Rick LaPlante, the man who championed Microsofts push into the enterprise tools business, is hanging up his guns and heading for the ranch.
LaPlante, who is currently on an extended vacation after spending six years working to get Microsofts Visual Studio Team System off the ground, said he will be returning to his post as general manager of VSTS at Microsoft in mid-May, only to leave the company in September after 18 years as a Microsoft employee.
“The short version of the story is, 18 years, all of my adult life—and damn near half of my entire life—has been spent at Microsoft,” LaPlante said in an e-mail. “I never worked anywhere else. I always wanted to do something to have an amazing, positive impact on the world, and VSTS was it. Now Im ready to do something completely different but dont have a clue what that is yet.”
LaPlante spoke with eWEEK on April 24 and said he will be going back to his job on May 15 after an extended vacation that started on March 22.
“Ill go back May 15, the new guy will start shortly thereafter, and well spend about three months getting him up to speed,” LaPlante said.
The new guy, as LaPlante put it, is Andrew Kass, formerly senior vice president of product development at Atlanta-based S1 Corp. At S1, Kass was tasked to lead the companys global engineering team. S1 delivers customer interaction software for financial and payment services.
Kass has also held positions with Oracle, PeopleSoft and Living.com.
Asked why Microsoft went outside of the company to find the leader to take over its enterprise tools business, LaPlante basically said Kass is the right person for the job.
“As a leader it was my responsibility to increase the IQ of the company,” he said. “Andrew is a phenomenal business leader who has sold software to midsize and large companies with mission-critical systems. Hes an excellent leader, and I have personally been recruiting him for a year.”
Kass will begin at Microsoft in early June, LaPlante said.
“We have an excellent bench, but the whole team was comfortable with bringing in an external guy. It was an opportunistic hire,” he added.

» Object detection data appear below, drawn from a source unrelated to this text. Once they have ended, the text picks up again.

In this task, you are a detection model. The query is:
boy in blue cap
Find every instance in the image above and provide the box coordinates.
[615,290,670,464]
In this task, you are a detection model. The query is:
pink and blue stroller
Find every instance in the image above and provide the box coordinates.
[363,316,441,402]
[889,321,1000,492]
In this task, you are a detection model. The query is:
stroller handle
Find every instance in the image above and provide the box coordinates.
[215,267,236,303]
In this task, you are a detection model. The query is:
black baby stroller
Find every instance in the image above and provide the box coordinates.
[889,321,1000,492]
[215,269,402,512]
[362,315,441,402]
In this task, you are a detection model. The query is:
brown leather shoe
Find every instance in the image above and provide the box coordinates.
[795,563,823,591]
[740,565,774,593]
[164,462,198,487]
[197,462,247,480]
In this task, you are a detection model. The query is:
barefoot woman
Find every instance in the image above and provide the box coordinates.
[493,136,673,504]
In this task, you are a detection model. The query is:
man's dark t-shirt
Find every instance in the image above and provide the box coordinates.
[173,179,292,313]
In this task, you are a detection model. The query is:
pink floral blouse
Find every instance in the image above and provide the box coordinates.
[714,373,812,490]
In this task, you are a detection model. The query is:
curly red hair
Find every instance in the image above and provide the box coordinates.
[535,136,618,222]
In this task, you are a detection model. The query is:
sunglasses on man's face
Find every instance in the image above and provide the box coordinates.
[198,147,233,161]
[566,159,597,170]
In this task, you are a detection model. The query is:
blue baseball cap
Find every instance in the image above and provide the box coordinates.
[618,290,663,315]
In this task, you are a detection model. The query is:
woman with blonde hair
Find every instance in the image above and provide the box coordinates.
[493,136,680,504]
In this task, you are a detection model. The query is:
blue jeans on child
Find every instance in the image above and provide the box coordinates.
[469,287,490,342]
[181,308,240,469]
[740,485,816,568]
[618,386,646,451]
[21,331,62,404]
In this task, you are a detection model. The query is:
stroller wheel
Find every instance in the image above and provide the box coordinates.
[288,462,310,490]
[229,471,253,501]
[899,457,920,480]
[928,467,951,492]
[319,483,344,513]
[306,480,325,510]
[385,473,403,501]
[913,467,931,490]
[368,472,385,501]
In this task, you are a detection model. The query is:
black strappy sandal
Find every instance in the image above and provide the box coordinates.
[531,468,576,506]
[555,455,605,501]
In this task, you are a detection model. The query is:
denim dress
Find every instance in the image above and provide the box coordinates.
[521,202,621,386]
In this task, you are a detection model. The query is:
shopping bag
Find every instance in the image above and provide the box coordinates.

Moreover, LaPlante said it was simply the right time for him to leave Microsoft. Working at a software company like Microsoft “is something I always wanted to do, but not the only thing.” LaPlante said, “I grew up a rural kid, not a big city kid.” With that in mind, LaPlante said he and his wife are looking at buying a ranch in Colorado or Wyoming.
“Its been on my mind for several years,” he said. “With version 1 [of VSTS] shipping, it seemed like a great time” to make a move, he said.
“I told Bill [Gates, chairman and chief software architect at Microsoft] and Steve [Ballmer, Microsofts CEO] I was committed to getting VSTS out the door and seeing it to a successful start,” he said.
LaPlante jokingly said his extended vacation was warranted as “a little R&R after spending the last six years working my butt off 60 hours a week.”
However, even on vacation LaPlante was working on building a bio-diesel processor and was planning “to go out and try to find some waste oil from a restaurant” as part of his project.
However, when he finally leaves Microsoft, LaPlante said he is not sure what he will do.
“I dont think Ill go to work for a software company again,” he said. “Im not interested in going and working full-time somewhere.” However, “there are a lot of great small companies out there looking for people to help them grow their business. So maybe Ill look at joining a couple of boards of directors.”
In a recent interview, LaPlante told eWEEK he initiated Microsofts foray into the enterprise or ALM (application lifecycle management) tools space and sold the idea to Gates and Ballmer.
“I remember around 1999 I had to get in front of Bill and Steve and say we should go into the enterprise tools business,” LaPlante said. “And the enterprise tools business in 1999—who really cared a lot about that, right? It was an uninteresting business,” he said.
“So I went to them and said we really have to do something here. I said theres an opportunity for us because this is whats been holding people back from building enterprise applications on our platform. Weve got to get the platform capabilities there. And remember in 1999 we had the road map for how to get the platform there, but this needed to be the next big thing.”